Thankfully, Defence has not been out of the front pages this week.
Today comes the report of the Defence Select Committee, whose Chairman, James Abuthnot MP, said that the Committee was ‘worried the process was money-driven and not taking time to assess the threats to the UK’ which was ‘potentially detrimental to the defence of the country’. Concerningly, the Committee talked of an over-hasty, Treasury driven Defence and Security Review with a ‘lack of consultation with the public’ and defence contractors that was likely to lead to ‘serious mistakes’ being made.
On Monday (13.9.2010) news that the Obama Administration has recognised the dangerous signs from the Coalition that they are about to embark on catastrophic cuts in Defence spending on top of the damage done over 13 years of Blair and Brown (as I argued last week). The Daily Telegraph reports that:
‘It is understood that a senior American official recently called the MoD to discuss “concerns” about the prospect of an even greater spending gap.
‘Michele Flournoy, the under-secretary for policy at the Pentagon, telephoned Tom McKane, the MoD’s strategy director, to raise the issue. “The Americans are sympathetic, but it’s fair to say they have some fairly serious concerns about where we will end up,” said a Whitehall source.
‘Robert Gates, the US defence secretary, has also discussed the coming cuts with Dr Fox. It is understood that he has told the Defence Secretary that the US believes it is vital that Britain retains its nuclear deterrent and its extensive intelligence-gathering operations.’

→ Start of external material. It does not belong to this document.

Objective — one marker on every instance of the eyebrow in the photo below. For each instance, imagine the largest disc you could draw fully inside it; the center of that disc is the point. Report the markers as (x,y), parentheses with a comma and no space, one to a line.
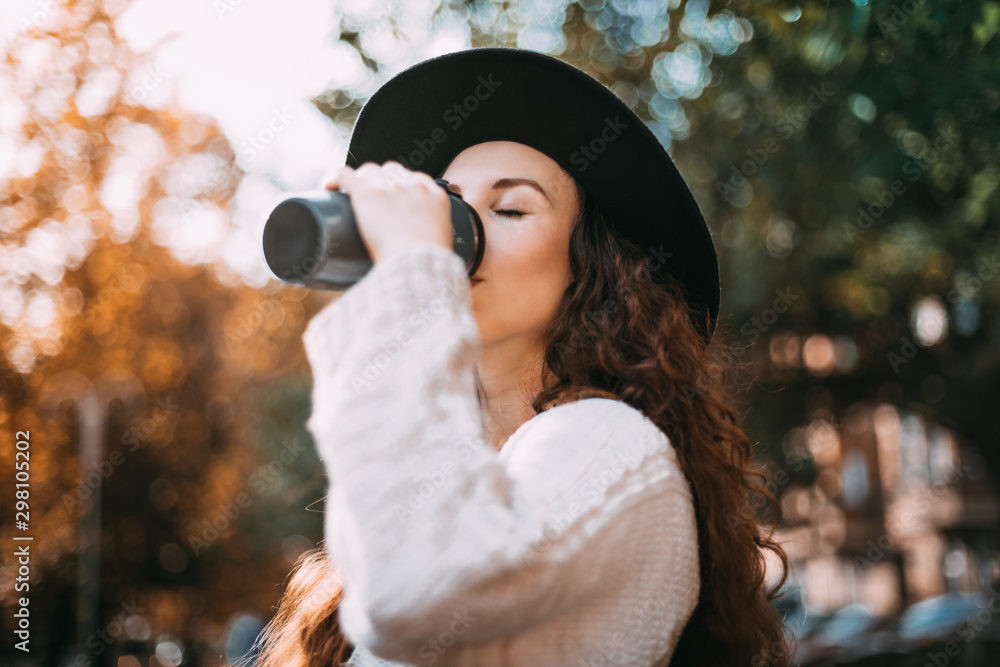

The irony is that this comes from an Administration that has itself been attacked for following the ‘British example’ through proposing cuts in Defence spending. Dr Theodore Bromund’s description of the British experience is succinct and cutting:
‘The experience of these wars did not persuade the government that its policy was fundamentally misconceived; instead, it continued to emphasize efficiencies and to dribble out increases to fight the public relations fire of the day. It never treated defense as a serious issue requiring sustained, careful investment at a level that would not damage the nation’s economy, but also at one sufficient to sustain and train the forces of today while procuring for the force of tomorrow.

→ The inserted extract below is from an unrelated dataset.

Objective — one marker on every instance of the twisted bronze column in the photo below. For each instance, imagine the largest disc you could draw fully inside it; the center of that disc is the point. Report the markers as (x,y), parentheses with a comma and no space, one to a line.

‘The results of this experiment did not justify the government’s policy. It turned out that it was extremely difficult to secure efficiencies in defense procurement, so while the cuts in defense spending were real, they were not compensated for by efficiency gains. Instead, the cuts forced delays in programs, increasing their overall cost while simultaneously piling up a procurement gap as the military of today consumed the funds that should have built the military of tomorrow.
‘As a result, by October 2009, the Ministry of Defense [sic] estimated its total procurement shortfall through 2038–39 at between £35 billion and £100 billion. This did not stop the government from taking credit for increasing defense spending after 2004, even though these increases did not close the growing gap between planned and required spending.’

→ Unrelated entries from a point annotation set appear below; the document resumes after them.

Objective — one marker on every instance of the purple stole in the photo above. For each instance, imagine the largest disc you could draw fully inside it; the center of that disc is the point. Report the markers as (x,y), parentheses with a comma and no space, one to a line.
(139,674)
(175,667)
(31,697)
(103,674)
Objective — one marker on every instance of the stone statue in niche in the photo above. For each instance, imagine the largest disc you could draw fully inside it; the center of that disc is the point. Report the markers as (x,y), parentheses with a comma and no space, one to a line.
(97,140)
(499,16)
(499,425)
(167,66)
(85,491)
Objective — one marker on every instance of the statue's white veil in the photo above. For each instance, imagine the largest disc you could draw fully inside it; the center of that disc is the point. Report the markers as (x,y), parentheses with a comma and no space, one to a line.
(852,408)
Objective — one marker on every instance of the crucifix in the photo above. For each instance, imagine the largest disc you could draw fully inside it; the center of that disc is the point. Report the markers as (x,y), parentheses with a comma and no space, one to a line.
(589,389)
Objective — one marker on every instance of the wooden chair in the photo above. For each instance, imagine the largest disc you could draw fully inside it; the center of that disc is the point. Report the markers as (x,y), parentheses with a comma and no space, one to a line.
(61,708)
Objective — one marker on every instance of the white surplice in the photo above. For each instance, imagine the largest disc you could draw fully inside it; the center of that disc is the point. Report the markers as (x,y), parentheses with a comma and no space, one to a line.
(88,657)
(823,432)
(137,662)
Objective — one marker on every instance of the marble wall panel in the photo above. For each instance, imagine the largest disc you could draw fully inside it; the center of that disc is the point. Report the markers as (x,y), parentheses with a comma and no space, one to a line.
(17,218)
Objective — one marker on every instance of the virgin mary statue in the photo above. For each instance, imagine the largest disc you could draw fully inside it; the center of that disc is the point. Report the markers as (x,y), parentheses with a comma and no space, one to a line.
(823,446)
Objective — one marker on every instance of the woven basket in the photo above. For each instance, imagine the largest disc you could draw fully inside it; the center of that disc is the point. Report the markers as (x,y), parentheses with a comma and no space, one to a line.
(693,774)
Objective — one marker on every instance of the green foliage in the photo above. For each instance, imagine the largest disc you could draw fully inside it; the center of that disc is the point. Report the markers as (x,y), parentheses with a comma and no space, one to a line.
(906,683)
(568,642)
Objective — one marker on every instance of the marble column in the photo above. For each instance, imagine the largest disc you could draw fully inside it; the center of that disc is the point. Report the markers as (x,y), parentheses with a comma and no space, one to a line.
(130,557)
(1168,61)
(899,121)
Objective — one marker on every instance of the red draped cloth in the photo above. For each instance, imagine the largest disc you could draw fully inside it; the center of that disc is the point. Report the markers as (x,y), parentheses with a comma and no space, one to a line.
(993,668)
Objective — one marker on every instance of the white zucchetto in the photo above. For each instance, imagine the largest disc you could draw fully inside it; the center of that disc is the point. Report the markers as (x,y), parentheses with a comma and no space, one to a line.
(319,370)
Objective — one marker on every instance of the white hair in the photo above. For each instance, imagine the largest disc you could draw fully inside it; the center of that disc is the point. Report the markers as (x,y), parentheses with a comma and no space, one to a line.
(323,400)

It might have been hoped that the Defence Secretary would be using these reports, the papers that have been published, the abundent evidence of the damage done to the national interest by cuts on top of a funding gap of at least £21 billion (over 10 years) and the concerns of our principle ally to fight the Treasury tooth and nail. Sadly, the evidence of the Defence Select Committee suggests otherwise. The question is, when will the Conservative Party realise the danger to our country’s long term interests and revive, one hundred years later, the 21st century equivalent of its old cry “We want eight and we won’t wait”?
I was on The World Tonight on 5th October, speaking about the Defence cuts during the Conservative Party Conference (in the introduction to the programme and at around 22 minutes in).